Slow Down the Trans Train, Says … The New York Times?
A surprisingly candid NYT opinion piece conceded that some kids who thought they were trans actually grew up to realize they weren’t.
A recently published opinion piece in The New York Times sparked a glimmer of hope that perhaps those on the Left might finally be making their way to the center on one particular issue: that of restricting “gender-affirming” medical treatments for individuals under age 18.
The author of the article, columnist Pamela Paul, laid out several points that parents, most vocally those on the Right, have been contending for years while being called “transphobic” for doing so.
One of the first concepts Paul asked her readers to consider is a person’s developmental stage, particularly when not yet an adult. As illustrated by numerous stories shared throughout her writing, there are young teenagers being ushered through the “gender-affirming” model of care (which instructs medical professionals to trans now and ask questions later) who are growing out of the childhood discomfort with their bodies and, with time and maturity, are realizing that they were improperly diagnosed. And it’s not as rare as Paul and many others have been led to believe. Clarity about identity is coming to these patients after years of relentlessly being fed the false idea that transitioning was the only option to resolve their issues — often after irreversible damage had already been done. These people are discovering too late that time and maturity was the real cure after all.
This an idea that most on the Right did not need to learn from the disastrous trend of allowing children to dictate their own medical plans. Paul raises a valid concern: how the ostensibly non-controversial issue of whether kids are mature enough to make life-altering decisions about their bodies has inhibited our ability to find common ground in the care of these struggling young people.
Paul, though, couldn’t resist the leftist default of fueling political division by bringing up the name of the former president, Donald Trump, thereby communicating her leftist fealty even if she appears to be leaning right in a quest for civil conversation. “While Donald Trump denounces ‘left-wing gender insanity’ and many trans activists describe any opposition as transphobic,” she writes, “parents in America’s vast ideological middle can find little dispassionate discussion of the genuine risks or trade-offs involved in what proponents call gender-affirming care.”
Among several other points that Paul makes, she allows victims to tell their stories in detail, exposing her audience to the fact that many of these teenagers were fed misinformation about their diagnoses, the harmful and life-long effects of the drugs that they were almost immediately prescribed, and the deep regret they have for unnecessarily destroying their once-healthy bodies.

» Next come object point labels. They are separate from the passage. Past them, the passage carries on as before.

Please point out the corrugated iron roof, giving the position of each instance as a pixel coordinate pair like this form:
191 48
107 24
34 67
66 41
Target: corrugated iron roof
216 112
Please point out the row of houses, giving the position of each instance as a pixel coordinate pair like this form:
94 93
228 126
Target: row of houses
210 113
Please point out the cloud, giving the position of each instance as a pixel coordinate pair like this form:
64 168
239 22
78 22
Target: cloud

To her credit, she also includes comments and concerns from medical staff who have worked in this field and have witnessed firsthand the explosion of children seeking treatment for gender dysphoria — despite having had no history of discomfort in their bodies prior to their first doctor’s visit. These medical professionals also confirm that the fight against trans activists even to allow their experiences in practice to be shared on a public platform has been harrowing and frightening.

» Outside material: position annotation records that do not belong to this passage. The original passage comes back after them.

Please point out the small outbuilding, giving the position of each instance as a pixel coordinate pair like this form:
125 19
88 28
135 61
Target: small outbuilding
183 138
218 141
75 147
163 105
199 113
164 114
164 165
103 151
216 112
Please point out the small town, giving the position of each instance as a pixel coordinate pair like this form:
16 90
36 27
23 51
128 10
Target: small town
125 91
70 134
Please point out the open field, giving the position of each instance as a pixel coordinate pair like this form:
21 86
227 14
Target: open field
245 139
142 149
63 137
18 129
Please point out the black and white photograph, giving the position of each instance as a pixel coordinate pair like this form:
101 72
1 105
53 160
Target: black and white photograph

Oregon marriage and family counselor Stephanie Winn treated mentally struggling children with immediate use of the “gender-affirming” model, as she’d been trained to do. In 2020, however, she came across videos of young adults who once believed that they, too, were transgender but had returned to their biological sex and respective pronouns. Winn had been told that this was rare, and she thus started to doubt the approach that she had been told was the best way forward for her own patients. It was her questions, not her compliance in permanently altering children’s bodies, that nearly resulted in the loss of her medical license. This caused her to stop treating minors in her practice entirely and to lay low instead.
In her own words, “I don’t feel safe having a location where people can find me.”
As a result of the backlash, it has been difficult for parents to get the pros and cons to better navigate this minefield with their own children.
Pamela Paul outlines a long list of points. While many of us on the Right have heard all of these things repeatedly, many of Paul’s readers are likely hearing these stories for the first time. They are being asked to consider that perhaps the science is not settled and that not all doctors agree.
So, we will take the concessions as slowly as they may come, especially if it keeps even one child’s healthy body off of the medical chopping block.
Update: Times staffers evidently threw a tantrum over the paper having published Paul’s op-ed, blasting a “hostile work environment” and so forth. It was predictable.